What better way to say goodbye to summer than with a tomato? They’re still around where I live, but barely. Unless they become the victim of an early frost, the red orbs of August should hang on well into October. And I’ll be clinging to those sweet and savory fruits as though they were summer itself.
Clusters of oversized cherry tomatoes in a sunset glaze are a greater sign of wealth than cut stones from the earth, because true wealth means the ability to consume freely, when appropriate. And now is the time to consume tomatoes, freely and with no guilt.
When you’re flush with tomatoes, you begin accumulating those ultra-ripe, super-juicy, very delicate, and extra-perfect specimens that I call heavy tomatoes. Those are the ones so ripe that you can’t even move them—they burst like water balloons when you cut them.
It’s easy to focus on the slices cut from such perfect tomatoes and the BLTs and Caprese salads with basil and mozzarella cheese that you can make with them. But the heavy tomatoes of summer can glorify your table in other ways, too.
A heavy tomato is still superior to an off-season import in a savory gravy, where it gives up its form entirely and surrenders to the saucepan and the garlic, oil, and spices therein.
Marinara is the most famous example of a lush, satisfying tomato sauce. But if you change the seasonings a little bit, the sauce can change character. I’ve even been slipping crushed heavy tomatoes into my Asian stir-fry sauces, where their sweet umami augments the glutamate pleasures of soy sauce, oyster sauce, and fish sauce.
Butter chicken, the popular Indian dish, is another example. Mostly tomato, butter, garlic, and cream, the rich sauce could belong to France, Spain, or any number of Mediterranean cuisines, were it not for the ginger, fenugreek, and garam masala spice powder.
And while the spices may change, as long as you have tomatoes, oil, garlic, and extra-ripe tomatoes, you’ve got the makings of a heavy, heavenly tomato gravy.
This recipe comes from the amazing Indian cookbook, “50 Great Curries of India,” by Camellia Panjabi, the grand goddess of Indian curries. Her recipe is in grams, and I’m not going to mess with her recipe—other than by changing “yoghurt” to “yogurt.” As for the grams, quit whining and go get a food scale. Seriously. You’ll love it. And you’ll feel like a grown-up.
For the Marinade
- 6 garlic cloves
- 1/2-inch square of ginger
- 2 cups whole milk yogurt
- 1 teaspoon red chili powder
- 1/4 teaspoon coriander powder
- 1/2 teaspoon cumin powder
- 1/2 teaspoon garam masala powder
- 1/2 teaspoon salt
- 2 teaspoons lime juice
For the Chicken
- 900 grams (2 pounds) chicken, cut into your favorite pieces
- 5 tablespoons oil
For the Makhani Sauce
- 700 grams (1 1/2 pounds) heavy tomatoes
- 75 grams (about 5 tablespoons) chilled butter
- 1/2 teaspoon red chili powder
- 1/4 teaspoon garam masala powder
- 1/2 teaspoon dried fenugreek leaves
- Salt to taste
- 40 grams (1 1/2 ounce) cream
Prepare the marinade and chicken: Puree the garlic and ginger in a blender. Reserve 1 teaspoon.
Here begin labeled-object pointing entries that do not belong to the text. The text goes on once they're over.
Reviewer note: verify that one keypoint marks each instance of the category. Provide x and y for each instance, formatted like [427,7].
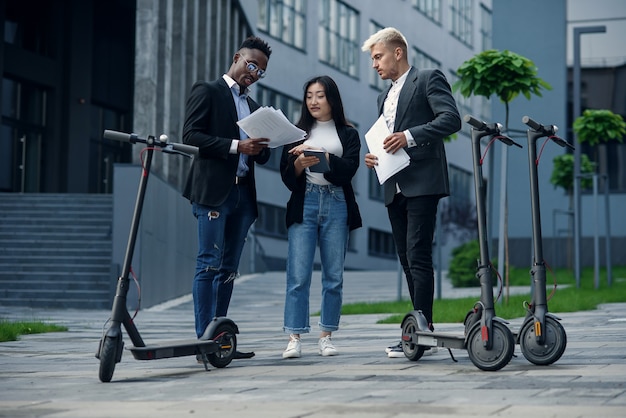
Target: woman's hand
[371,160]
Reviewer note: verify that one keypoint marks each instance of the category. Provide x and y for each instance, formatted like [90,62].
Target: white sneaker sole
[292,354]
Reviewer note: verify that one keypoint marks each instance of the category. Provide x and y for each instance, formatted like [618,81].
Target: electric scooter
[216,346]
[487,339]
[542,338]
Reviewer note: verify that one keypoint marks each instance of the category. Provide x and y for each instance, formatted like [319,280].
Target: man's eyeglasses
[252,67]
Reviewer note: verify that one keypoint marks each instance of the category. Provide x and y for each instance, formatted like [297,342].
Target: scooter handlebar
[119,136]
[480,125]
[184,148]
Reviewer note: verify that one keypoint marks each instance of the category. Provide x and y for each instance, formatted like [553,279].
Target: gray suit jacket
[427,109]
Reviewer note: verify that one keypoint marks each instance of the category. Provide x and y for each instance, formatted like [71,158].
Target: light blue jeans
[222,232]
[324,223]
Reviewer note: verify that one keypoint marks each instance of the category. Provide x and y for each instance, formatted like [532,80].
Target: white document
[267,122]
[388,164]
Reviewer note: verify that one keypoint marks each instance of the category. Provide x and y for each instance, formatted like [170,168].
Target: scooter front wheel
[226,340]
[501,351]
[412,351]
[554,344]
[110,353]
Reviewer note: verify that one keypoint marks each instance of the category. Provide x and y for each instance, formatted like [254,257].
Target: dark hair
[254,42]
[333,97]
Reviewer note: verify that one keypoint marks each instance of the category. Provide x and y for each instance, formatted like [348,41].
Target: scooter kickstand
[205,360]
[452,355]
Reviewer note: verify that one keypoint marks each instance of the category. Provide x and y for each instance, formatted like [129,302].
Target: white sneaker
[293,349]
[326,347]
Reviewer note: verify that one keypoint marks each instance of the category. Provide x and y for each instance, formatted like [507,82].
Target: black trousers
[413,222]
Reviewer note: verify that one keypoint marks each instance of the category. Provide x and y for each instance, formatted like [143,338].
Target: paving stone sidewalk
[56,375]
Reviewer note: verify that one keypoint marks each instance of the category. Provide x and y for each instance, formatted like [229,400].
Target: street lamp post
[577,105]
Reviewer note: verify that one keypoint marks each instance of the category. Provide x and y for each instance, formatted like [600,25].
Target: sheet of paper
[388,164]
[267,122]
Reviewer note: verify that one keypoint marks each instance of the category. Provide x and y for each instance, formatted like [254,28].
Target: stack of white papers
[267,122]
[388,164]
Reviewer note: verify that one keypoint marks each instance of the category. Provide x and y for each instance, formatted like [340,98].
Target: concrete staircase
[55,250]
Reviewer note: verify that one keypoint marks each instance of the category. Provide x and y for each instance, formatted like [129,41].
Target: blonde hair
[391,37]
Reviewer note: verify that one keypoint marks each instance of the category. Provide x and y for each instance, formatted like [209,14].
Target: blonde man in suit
[420,111]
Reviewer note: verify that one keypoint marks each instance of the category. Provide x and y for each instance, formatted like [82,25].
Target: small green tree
[596,126]
[507,75]
[503,73]
[563,172]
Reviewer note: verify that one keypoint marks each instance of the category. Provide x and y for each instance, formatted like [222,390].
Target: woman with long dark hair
[322,210]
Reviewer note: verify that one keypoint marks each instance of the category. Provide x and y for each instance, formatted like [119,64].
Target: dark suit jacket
[427,109]
[211,125]
[342,169]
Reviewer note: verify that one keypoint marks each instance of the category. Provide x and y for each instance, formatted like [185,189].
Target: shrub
[463,265]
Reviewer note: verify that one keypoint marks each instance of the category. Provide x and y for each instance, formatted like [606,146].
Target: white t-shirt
[324,136]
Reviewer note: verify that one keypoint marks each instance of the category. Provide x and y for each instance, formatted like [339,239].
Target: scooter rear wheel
[109,352]
[412,351]
[226,340]
[553,346]
[501,351]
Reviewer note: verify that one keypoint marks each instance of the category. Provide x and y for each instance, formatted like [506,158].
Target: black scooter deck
[434,339]
[178,348]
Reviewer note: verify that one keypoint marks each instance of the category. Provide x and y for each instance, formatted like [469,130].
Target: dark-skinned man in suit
[221,184]
[420,112]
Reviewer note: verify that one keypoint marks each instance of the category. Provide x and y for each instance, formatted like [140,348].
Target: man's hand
[252,146]
[371,160]
[394,142]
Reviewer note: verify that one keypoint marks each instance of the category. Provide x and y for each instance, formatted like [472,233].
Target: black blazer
[342,169]
[427,109]
[211,125]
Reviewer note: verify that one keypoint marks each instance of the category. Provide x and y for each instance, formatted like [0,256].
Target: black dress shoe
[241,355]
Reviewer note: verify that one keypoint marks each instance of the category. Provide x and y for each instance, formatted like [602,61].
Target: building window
[486,29]
[458,213]
[285,20]
[338,36]
[462,21]
[429,8]
[271,221]
[374,79]
[381,244]
[290,108]
[423,60]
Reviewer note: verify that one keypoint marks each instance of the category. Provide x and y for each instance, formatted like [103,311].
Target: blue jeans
[222,232]
[325,222]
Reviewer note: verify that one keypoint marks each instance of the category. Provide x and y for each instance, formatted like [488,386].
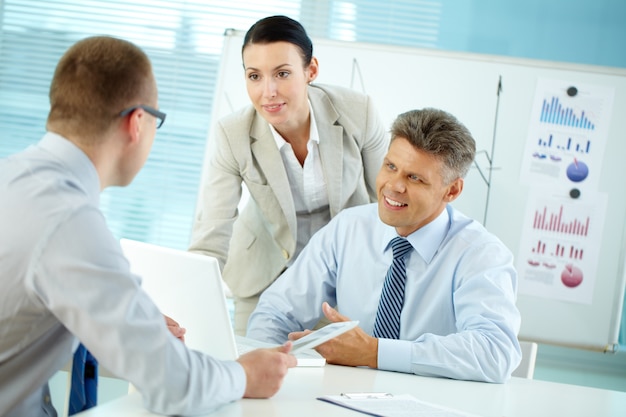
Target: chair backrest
[526,368]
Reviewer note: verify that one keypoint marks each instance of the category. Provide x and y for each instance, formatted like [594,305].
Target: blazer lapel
[268,157]
[331,147]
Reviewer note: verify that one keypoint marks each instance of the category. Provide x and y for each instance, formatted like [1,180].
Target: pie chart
[577,171]
[571,276]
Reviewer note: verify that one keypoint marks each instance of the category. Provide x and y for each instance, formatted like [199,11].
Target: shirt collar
[74,159]
[427,239]
[313,132]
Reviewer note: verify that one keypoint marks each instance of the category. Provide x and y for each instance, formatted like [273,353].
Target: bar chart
[555,222]
[561,142]
[554,112]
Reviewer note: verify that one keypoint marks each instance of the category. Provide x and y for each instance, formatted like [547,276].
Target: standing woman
[304,151]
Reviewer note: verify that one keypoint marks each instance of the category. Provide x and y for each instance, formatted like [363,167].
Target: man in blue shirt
[458,317]
[63,275]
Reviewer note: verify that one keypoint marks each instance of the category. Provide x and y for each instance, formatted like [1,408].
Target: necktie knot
[387,324]
[400,246]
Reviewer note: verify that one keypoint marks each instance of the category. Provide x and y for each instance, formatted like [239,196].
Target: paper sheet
[388,405]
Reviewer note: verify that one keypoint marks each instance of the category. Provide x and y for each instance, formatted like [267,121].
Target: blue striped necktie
[387,325]
[84,391]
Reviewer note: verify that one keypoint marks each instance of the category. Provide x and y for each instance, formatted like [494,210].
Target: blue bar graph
[555,113]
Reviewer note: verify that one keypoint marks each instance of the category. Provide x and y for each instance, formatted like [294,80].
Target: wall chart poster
[560,245]
[567,133]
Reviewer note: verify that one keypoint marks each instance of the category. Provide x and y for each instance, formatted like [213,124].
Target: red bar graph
[554,222]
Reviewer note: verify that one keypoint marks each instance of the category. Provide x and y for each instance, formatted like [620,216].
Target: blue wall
[584,31]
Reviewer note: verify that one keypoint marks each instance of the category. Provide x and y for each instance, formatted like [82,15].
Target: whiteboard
[492,96]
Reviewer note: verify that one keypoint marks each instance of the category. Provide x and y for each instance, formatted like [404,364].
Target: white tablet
[322,335]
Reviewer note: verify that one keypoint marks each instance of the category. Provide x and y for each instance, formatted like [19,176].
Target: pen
[365,395]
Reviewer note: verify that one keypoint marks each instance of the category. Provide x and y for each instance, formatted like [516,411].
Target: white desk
[517,398]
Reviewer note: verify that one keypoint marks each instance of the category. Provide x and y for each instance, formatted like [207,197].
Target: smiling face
[411,191]
[276,80]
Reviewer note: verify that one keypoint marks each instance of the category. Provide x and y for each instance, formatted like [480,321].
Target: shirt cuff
[394,355]
[235,369]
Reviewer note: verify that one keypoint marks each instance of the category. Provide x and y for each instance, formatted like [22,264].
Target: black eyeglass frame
[150,110]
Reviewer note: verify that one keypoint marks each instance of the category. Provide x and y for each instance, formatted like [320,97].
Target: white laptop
[188,287]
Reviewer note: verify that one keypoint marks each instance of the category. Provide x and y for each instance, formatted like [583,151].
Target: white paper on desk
[393,406]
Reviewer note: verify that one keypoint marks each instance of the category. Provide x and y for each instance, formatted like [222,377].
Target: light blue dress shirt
[459,318]
[63,276]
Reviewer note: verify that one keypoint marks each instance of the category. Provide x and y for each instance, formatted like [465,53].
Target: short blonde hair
[94,81]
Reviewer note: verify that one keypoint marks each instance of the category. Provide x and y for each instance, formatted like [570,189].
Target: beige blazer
[254,246]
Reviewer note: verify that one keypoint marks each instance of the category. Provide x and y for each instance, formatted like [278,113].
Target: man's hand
[175,329]
[353,348]
[266,369]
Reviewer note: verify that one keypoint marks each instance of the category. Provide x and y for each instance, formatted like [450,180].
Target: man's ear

Combine the yogurt, ginger and garlic puree, marinade spices, salt, and lime juice and mix well. Cut hash marks into the chicken pieces and add them to the marinade. Let sit, refrigerated, for at least 2 hours, but preferably overnight.
Heat the oil in a thick-bottomed skillet over medium heat. Add the chicken and the marinade. Cover and cook on low heat until done, turning the chicken as necessary.
Make the sauce: Scald the tomatoes in boiling water for 4 minutes, and remove. When they’re cool enough to work with, remove the skins. Place the tomatoes in a pan and turn the heat to medium, crushing them as the pan heats, for about 10 minutes.
Add the chilled butter, chili powder, and reserved 1 teaspoon ginger and garlic puree. After the butter has melted, cook for another minute. Add the fenugreek and garam masala powder and salt to taste. After 30 seconds, add the cream and stir.
Add this delectable sauce to the pot with the chicken and juices. Cook together for 5 minutes on low, and serve.